The Swiss, landlocked by EU airspace, have a bilateral deal with the EU. Under this deal, Swiss airlines can fly to and between EU member states, but cannot provide domestic routes within another EU state. Even the Swiss—who have fiercely resisted jurisdiction of supranational and foreign courts over their affairs—accept the jurisprudence of the EU court over matters contained in their aviation agreement with the EU. The UK could seek a like-for-like version of this deal but EasyJet would no longer be able to operate its Toulouse-Paris route without altering its business model.
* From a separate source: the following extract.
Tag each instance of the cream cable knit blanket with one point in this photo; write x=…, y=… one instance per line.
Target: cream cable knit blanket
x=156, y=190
Alternatively, the UK might seek a bespoke arrangement with more limited control ceded to EU courts and EU aviation regulators—the EU has such an “open skies” arrangement with the US (confusingly, the term “open skies” is used to refer to intra-EU arrangements and the EU-US deal). This would likely come at the compromise of further reduced rights for UK-based airlines to operate in EU markets.

Ultimately, at this stage, the potential impact on consumers in the UK and the EU is unclear. It is highly likely that a compromise will be reached that preserves the right to fly between the UK and the EU. However, the exact terms will determine the legal or economic adjustment that individual airlines will need to make.

The UK government must weigh its own freedom of action in this area—which it may want to exploit in aviation agreements with third countries—against integration with the EU. But given that the EU already has a comprehensive deal with the important US market, the UK may not value regulatory independence over aviation as highly as it might in other economic sectors—at least in the short-term.

For consumers, as with other industries, such as financial services for example, anything that fragments what has become a highly integrated and networked market will reduce competition and push up the cost of doing business. This could affect not only UK air passengers but also the many, presumably EU, citizens who take advantage of the low prices provided by the likes of EasyJet and Ryanair across Europe.